My wife believes humans were not meant to breed for life. Although she says this, she has not “let me off the leash.” She either does not believe this in her heart, or she has no heart. I tease her mercilessly about it.

Your examples seem like pretty clear cases of people going nuts, or of someone growing tired of someone who has been nuts all along. This could lead one to observe that mental illness is something to avoid in a potential mate. Well, I guess if it’s obvious during courtship then yeah, maybe step back and visualize how life day in & day out with a loony is going to play out. And then throw in some kids, and the accompanying emotions which, unless you’re a parent, you have absolutely no conception of. But nutballs aren’t to blame for wrecked marriages, my friend. Some of us make very good spouses in fact.

MY beligerent and self-righteous position is that the marriage will die if either party attempts to remain or return to who they were prior to the union. Anyone can give up time, hobbies or money, but the successful (lasting AND not unhappy) marriages I’ve seen involve retention of about 50% individual self and the contribution of the other 50% into a third “person” that IS the union. “The Union” is an entity which has goals, ethics, standards of excellence, desires, etc…everything that a regular person has, it just happens not to exist in physical reality like the people involved. Once one partner begins to live for himself and no longer takes an interest in The Union, it dies just as surely as any person would who is deprived of 50% of its mental/spiritual/physical nourishment. It withers and it dies and the bond between the two people disintegrates. Once that happens you are left with 2 people living under the same roof. Posessions and children are no longer commonly owned, and all kinds of badness can ensue, depending on the character of the individuals involved.

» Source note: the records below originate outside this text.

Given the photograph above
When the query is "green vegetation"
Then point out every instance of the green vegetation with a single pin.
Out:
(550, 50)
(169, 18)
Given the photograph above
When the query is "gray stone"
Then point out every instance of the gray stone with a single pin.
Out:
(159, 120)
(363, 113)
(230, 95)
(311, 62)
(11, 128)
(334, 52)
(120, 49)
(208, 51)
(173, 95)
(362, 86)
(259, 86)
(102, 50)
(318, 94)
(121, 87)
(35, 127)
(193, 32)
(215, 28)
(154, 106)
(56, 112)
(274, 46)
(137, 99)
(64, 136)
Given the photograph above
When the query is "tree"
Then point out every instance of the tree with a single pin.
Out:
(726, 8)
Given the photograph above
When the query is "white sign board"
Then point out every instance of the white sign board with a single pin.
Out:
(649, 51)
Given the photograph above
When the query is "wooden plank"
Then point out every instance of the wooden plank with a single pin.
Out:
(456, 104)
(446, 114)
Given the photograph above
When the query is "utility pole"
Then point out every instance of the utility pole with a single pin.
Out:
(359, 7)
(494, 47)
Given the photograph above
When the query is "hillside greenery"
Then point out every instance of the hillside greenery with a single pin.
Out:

I’m a nut, but I’m interested in my marriage. So’s my wife. We fight like hell sometimes, about stupid crap and about really important crap. But it’s not a problem. Any individual who is never so conflicted within themselves as to wage their own mental battle is either bestowed of Grace or just plain unconscious. Marriage needs not be any different.

“Wither thou goest, I will go.” Of course you will. You could no more not go with me than the left arm not accompany the right–for they are joined at the body.

I started dating Mr. Pict when I was 17 and he was 19; I just turned 50. We’ve been married 28 years and things are going better than ever.

Mr. Pict’s dad comes from a family of 9 siblings, all of their marriages lasted over 50 years and ended only with the death of a spouse. To all outward appearances they were all very happy. My side of the family was filled with long lasting evil hateful marriages. No divorce for us, we’ll just make each other miserable till the day we die types. I was convinced that marriage sucked until I ran up againts the Pict family.

So there is hope out there. :wink:

My grandparents have been married for 62 years. Since World War II they haven’t spent a night apart unless one of them was in the hospital. My grandfather turned 91 this past month; my grandmother will be 90 in August. Things have been tough for them in the past five years; my previously energetic grandfather had a massive stroke and is now confined to a wheelchair; they had to move from their condo in Florida to an assisted living place in Pittsburg, etc. But they’re still very much in love and solid as a rock.

My parents have been married for 25 years, which isn’t so much compared to others, but this is my dad’s second marriage - so you can forget that “divorced once divorced six times” thing too.

Of course it dosen’t work out for everybody; it dosen’t even work out for most people. But it does work. (Also, it is work.)

As far as War, we humans have laid down some rules to make killing each other more"civilized".

We really need a Geneva Convention on Love.
My failed relationships have just left me more cynical. Maybe some legally binding ground rules would help. <–Optimism shines through

Of course, Vietnam, Iraq, etc. have just proven that it takes more than words on paper - you need a willingness to follow the rules.